Elle me propose d'aller prendre un café. Évidemment, j'accepte. Distributeur automatique. Je n'ai pas de monnaie, elle me donne deux francs. Le café est immonde, mais ça ne l'arrête pas dans son élan. A Paris on peut crever sur place dans la rue, tout le monde s'en fout. Chez elle, dans le Béarn, ce n'est pas pareil. Tous les week-ends elle rentre chez elle, dans le Béarn. Et le soir elle suit des cours au CNAM, pour améliorer sa situation. [...] Oui, c'est du travail, mais le travail ne lui fait pas peur, à elle. Souvent le soir, elle travaille jusqu'à minuit, dans son studio, pour rendre ses devoirs. De toute façon dans la vie il faut se battre pour avoir quelque chose, c'est ce qu'elle a toujours pensé. 

Nous remontons l'escalier vers son bureau. Eh bien bats-toi, petite Catherine..., me dis-je avec mélancolie. Elle n'est vraiment pas très jolie. En plus des dents gâtées elle a des cheveux ternes, des petits yeux qui brillent de rage. Pas de seins ni de fesses perceptibles.
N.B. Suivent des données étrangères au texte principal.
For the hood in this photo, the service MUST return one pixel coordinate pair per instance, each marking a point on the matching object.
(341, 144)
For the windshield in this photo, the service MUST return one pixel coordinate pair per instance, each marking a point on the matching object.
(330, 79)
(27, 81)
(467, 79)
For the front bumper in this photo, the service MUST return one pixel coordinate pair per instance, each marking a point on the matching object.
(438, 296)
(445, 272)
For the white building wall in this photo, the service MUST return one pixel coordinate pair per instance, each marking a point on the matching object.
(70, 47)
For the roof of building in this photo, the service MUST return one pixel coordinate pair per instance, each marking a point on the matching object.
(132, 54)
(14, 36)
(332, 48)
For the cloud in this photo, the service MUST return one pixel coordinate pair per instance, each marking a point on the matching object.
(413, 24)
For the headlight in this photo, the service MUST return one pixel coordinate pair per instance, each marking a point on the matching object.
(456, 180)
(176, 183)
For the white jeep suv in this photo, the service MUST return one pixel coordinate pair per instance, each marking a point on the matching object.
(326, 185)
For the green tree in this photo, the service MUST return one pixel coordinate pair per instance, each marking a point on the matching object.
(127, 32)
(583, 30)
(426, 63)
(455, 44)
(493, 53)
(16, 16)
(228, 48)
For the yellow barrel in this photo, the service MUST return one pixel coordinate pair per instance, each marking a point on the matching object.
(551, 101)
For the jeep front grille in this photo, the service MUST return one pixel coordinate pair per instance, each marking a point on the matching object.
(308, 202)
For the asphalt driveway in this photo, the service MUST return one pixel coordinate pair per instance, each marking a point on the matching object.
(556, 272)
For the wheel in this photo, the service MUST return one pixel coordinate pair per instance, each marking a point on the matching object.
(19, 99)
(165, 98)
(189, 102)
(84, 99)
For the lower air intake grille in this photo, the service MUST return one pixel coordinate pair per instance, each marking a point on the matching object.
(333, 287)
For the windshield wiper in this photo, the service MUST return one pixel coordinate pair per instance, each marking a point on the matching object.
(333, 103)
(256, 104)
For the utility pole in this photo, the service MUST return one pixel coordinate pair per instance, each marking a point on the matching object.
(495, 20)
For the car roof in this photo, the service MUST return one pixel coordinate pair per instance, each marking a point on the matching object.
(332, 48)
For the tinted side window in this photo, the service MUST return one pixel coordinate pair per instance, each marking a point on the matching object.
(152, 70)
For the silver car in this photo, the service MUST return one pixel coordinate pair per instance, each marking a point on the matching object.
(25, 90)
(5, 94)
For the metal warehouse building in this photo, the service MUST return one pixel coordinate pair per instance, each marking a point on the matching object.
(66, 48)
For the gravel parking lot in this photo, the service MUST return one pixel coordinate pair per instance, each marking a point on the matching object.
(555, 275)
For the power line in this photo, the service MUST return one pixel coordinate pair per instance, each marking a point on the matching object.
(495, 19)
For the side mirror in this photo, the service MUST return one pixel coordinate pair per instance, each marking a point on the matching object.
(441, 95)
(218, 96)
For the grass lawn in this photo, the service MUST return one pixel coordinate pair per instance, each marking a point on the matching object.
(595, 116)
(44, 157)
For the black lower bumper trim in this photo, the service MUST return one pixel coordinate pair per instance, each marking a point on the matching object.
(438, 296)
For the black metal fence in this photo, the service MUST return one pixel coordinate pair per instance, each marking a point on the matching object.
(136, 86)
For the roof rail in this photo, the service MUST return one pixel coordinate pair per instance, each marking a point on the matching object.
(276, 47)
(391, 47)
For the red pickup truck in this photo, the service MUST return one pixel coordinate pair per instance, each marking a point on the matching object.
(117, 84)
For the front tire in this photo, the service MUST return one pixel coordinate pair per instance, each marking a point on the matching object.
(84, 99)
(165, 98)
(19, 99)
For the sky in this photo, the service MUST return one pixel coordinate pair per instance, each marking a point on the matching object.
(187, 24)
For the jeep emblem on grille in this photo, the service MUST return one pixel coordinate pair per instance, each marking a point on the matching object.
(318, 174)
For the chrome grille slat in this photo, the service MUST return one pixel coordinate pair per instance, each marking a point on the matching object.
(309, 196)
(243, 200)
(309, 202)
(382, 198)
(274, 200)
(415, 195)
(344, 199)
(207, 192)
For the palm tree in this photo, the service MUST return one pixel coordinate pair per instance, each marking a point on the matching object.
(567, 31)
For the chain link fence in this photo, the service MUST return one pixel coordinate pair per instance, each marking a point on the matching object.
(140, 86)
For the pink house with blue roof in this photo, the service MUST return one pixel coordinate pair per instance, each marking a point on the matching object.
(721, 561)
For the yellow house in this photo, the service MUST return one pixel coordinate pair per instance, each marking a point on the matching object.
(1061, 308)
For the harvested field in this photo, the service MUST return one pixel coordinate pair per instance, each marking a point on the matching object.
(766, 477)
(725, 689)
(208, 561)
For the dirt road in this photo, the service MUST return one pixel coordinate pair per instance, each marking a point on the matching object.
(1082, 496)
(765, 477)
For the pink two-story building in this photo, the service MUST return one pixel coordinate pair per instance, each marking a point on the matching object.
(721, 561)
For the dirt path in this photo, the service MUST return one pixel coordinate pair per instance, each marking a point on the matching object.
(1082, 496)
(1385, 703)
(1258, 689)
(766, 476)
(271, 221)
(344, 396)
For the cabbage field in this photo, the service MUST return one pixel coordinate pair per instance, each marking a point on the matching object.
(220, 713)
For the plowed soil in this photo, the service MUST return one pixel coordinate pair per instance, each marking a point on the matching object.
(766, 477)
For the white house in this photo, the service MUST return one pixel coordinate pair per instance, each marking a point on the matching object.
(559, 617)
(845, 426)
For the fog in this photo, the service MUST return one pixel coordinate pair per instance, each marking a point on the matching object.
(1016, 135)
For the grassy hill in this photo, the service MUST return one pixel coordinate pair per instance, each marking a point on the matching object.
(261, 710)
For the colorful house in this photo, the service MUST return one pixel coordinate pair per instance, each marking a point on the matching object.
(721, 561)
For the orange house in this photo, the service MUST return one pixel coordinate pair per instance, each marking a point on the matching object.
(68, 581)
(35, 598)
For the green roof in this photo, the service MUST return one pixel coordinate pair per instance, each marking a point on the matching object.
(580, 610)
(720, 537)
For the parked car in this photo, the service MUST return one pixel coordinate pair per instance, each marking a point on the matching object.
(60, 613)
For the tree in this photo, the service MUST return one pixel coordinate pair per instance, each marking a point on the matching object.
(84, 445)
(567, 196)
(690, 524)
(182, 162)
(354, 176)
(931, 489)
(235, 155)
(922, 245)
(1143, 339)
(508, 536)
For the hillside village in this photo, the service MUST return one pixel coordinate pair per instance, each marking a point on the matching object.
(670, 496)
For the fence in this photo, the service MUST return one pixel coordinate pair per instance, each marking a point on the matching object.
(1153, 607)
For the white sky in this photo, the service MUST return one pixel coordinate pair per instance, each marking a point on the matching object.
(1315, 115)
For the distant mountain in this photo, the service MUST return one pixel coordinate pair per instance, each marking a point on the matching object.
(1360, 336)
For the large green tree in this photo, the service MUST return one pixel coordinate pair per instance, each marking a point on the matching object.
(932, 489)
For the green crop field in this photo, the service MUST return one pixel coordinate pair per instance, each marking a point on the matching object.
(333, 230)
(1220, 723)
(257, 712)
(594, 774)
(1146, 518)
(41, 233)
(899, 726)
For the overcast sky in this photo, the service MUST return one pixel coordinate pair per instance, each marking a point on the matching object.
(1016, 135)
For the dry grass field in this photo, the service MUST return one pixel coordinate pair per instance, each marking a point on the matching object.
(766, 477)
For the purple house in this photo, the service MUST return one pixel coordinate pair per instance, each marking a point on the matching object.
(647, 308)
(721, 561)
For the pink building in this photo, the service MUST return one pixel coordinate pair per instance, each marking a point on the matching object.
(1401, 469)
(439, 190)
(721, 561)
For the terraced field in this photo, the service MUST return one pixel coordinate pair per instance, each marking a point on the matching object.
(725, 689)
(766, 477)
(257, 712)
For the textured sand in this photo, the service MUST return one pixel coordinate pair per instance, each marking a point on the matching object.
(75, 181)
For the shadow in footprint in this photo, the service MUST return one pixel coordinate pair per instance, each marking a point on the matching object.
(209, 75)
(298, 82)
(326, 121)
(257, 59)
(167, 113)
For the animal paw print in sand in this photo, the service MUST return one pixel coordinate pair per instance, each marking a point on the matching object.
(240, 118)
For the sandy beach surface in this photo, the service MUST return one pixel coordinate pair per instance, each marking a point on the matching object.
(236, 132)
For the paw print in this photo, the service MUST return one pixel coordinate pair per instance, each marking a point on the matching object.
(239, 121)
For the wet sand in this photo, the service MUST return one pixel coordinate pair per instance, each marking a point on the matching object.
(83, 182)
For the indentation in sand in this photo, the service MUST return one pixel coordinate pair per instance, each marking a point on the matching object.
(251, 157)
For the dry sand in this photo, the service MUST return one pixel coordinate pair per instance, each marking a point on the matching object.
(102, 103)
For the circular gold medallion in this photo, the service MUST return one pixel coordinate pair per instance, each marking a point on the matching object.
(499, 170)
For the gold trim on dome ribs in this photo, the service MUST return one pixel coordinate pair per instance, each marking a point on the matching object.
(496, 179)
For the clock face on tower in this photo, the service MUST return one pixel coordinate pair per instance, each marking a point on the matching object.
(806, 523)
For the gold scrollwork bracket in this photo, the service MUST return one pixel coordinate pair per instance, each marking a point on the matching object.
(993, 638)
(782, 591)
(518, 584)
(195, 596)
Dieu n'a vraiment pas été très gentil avec elle. 

Je pense que nous allons très bien nous entendre. Elle a l'air décidée à tout organiser, tout régenter, je n'aurai plus qu'à me déplacer et à donner mes cours. Ça me convient parfaitement; je n'ai aucune envie de la contredire. Je ne pense pas qu'elle tombera amoureuse de moi; j'ai l'impression qu'elle est hors d'état d'essayer quoi que ce soit avec un mec.


C'est cette plume rude, frôlant quelquefois la violence, que j'aime chez Houellebecq, tout comme ses personnages. Par ailleurs, en lisant la biographie de Michel Thomas (son vrai nom), on remarque qu'Extension du domaine de la lutte est, entièrement ou du moins, en partie, autobiographique. Le quasi anti-héros est donc l'auteur lui même, et les personnages rencontrés au fil de l'oeuvre sont, comme souvent, directement inspirés du quotidien de l'auteur. Et c'est là que réside son talent. Les scènes sont retranscrites comme si l'on y était, et c'est également ainsi que le réalisateur du film s'en est imprégné. En effet, la ponctuation du livre est scrupuleusement respectée, ainsi que les phrases, répétées quasiment sans changer un seul mot. Le film, tout comme le livre, est une vraie réussite, et donne une autre dimension au livre.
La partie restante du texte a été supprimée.